One corporate law professor argues that the landmark Delaware Chancery Court decision in 1996 of In Re Caremark, describing a director’s duty of oversight, was "dead upon enunciation" and it is, in practice, a Potemkin Village that never actually results in liability in light of the common "opt in" provision of DGCL Section 102(b)(7) that protects directors against claims that they violated their duty of care. Here is the commentary by Prof. Harry Gerla on The Race to the Bottom blog in a post entitled: Caremark: The Failed Revolution. He asserts that no Delaware court decision has found liability based on Caremark. But see the recent Chancery Court decision in Araneta, available here, that was interpreted by the nationally-prominent corporate law professor Gordon Smith as finding liability based on Caremark principles. Here is Prof. Smith’s post on the case.

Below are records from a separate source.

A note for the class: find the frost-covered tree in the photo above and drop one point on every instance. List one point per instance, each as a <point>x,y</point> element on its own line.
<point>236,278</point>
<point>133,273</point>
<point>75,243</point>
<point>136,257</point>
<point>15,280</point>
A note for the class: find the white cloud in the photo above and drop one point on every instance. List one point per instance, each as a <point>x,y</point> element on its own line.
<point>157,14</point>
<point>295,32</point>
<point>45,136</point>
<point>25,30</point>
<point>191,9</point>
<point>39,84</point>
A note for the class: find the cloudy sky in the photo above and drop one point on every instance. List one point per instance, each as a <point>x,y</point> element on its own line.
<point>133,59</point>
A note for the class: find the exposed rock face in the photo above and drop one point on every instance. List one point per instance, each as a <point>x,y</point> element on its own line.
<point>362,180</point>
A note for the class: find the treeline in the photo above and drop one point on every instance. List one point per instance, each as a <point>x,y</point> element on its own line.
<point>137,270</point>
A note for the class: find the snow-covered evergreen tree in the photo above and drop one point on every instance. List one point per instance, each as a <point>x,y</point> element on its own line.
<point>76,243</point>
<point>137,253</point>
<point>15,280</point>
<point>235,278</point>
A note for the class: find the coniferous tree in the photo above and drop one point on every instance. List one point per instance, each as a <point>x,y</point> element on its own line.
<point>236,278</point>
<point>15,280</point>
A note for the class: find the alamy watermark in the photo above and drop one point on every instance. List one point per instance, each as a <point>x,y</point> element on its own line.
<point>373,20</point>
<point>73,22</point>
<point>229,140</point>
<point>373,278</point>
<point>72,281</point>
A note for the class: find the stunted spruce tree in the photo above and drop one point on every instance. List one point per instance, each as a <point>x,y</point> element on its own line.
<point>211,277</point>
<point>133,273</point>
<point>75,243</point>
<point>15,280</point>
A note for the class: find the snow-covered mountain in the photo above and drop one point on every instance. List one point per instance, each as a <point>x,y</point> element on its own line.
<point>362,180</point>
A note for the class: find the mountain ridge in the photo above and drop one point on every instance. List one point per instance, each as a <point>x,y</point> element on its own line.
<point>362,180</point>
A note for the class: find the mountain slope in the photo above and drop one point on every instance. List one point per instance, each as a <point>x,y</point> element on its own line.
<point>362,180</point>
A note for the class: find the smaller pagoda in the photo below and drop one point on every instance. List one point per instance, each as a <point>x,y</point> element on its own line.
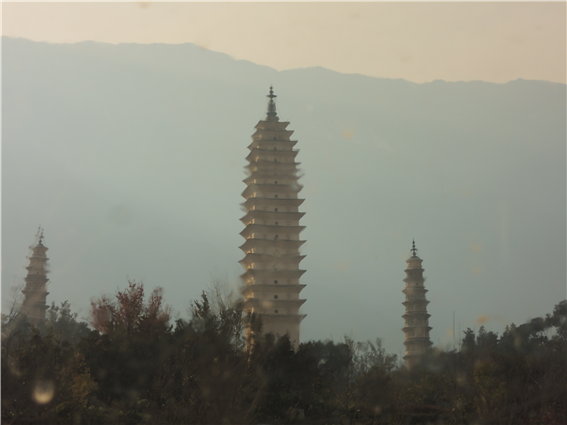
<point>417,325</point>
<point>35,291</point>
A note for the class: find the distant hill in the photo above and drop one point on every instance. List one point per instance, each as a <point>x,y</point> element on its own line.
<point>131,157</point>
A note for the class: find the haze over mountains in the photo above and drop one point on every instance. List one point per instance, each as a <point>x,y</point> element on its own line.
<point>131,157</point>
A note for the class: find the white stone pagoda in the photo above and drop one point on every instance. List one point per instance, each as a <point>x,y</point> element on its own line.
<point>417,326</point>
<point>271,281</point>
<point>35,292</point>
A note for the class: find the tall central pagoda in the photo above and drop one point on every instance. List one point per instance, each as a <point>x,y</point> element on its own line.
<point>35,291</point>
<point>417,320</point>
<point>271,281</point>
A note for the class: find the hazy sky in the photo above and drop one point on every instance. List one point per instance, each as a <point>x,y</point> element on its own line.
<point>419,42</point>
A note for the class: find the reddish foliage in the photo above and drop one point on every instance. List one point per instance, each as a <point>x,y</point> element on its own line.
<point>130,313</point>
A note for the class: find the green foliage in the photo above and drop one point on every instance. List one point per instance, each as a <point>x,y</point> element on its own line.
<point>135,368</point>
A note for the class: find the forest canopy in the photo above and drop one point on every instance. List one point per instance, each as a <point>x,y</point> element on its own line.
<point>133,364</point>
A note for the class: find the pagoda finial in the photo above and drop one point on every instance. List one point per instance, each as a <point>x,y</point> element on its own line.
<point>39,235</point>
<point>413,248</point>
<point>272,114</point>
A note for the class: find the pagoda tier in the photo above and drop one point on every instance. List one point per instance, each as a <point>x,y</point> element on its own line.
<point>35,291</point>
<point>416,327</point>
<point>255,276</point>
<point>272,204</point>
<point>271,281</point>
<point>267,166</point>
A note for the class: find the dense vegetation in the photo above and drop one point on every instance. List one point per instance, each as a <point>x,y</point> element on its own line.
<point>132,365</point>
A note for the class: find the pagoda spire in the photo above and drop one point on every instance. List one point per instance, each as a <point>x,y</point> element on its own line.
<point>416,327</point>
<point>35,292</point>
<point>272,114</point>
<point>271,281</point>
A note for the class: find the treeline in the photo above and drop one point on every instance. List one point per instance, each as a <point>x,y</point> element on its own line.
<point>132,364</point>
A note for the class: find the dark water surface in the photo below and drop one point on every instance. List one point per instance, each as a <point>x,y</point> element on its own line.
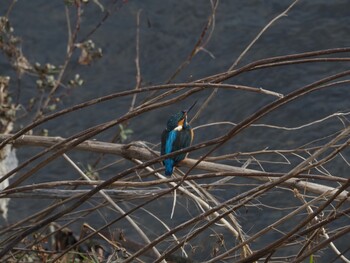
<point>168,32</point>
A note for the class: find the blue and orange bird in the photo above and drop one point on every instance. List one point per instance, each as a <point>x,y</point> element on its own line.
<point>177,135</point>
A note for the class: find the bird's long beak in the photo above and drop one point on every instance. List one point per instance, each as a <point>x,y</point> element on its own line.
<point>190,108</point>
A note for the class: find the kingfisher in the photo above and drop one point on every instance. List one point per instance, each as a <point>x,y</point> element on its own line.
<point>177,135</point>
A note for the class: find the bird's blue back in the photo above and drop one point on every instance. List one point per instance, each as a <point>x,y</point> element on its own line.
<point>174,140</point>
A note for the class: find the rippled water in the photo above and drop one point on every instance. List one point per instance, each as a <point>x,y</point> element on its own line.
<point>168,31</point>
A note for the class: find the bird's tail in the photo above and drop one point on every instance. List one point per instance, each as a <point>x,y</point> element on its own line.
<point>169,166</point>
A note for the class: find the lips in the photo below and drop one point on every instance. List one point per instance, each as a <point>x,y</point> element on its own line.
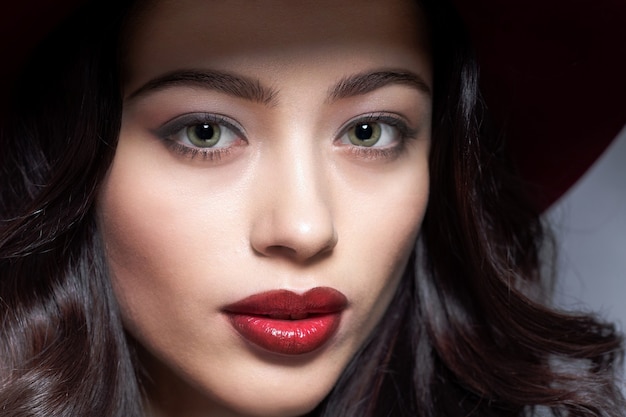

Prof. Eric Chiappinelli also offers his analysis here and similary reads Araneta as finding liability based on a Caremark claim which he describes as the basis for the liability of the two beholden directors for not monitoring the third director (and majority shareholder)–describing their breach of good faith for intentionally not taking action to fulfill their duties as a breach of the duty of loyalty.
Prof. Bainbridge discusses Araneta here at the tail end of his analysis of the recent Delaware Supreme Court’s decision in Stone v. Ritter, and how it interfaces with the Supreme Court’s decision to make oversight claims a la Caremark, into a breach of the fiduciary duty of loyalty as opposed to the duty of care–which he thinks is part of the court’s inclination to gut DGCL section 102(b)(7).
Here is a "corporate cartoon" depicting the holding in Araneta. (It is wonderful to have an artist who helps to explain decisions involving Delaware corporate litigation through cartoons.) Also, see generally, Sample v. Morgan, (Del. Ch., Jan. 2007), a Chancery Court decision excoriating some directors for being "unwitting and uninformed accomplices" in an entrenchment scheme by other directors, available here.
UPDATE: I am flattered that the reknowned corporate law expert, Professor Stephen Bainbridge, has linked here to this post on his blog. That makes for a great day in my world.
UPDATE II: Here is an assessment of the Delaware Chancery Court’s opinion in Caremark by Prof. Brett McDonnell that is more supportive of the merits and policy of the decision than the first post linked at the beginning of this entry.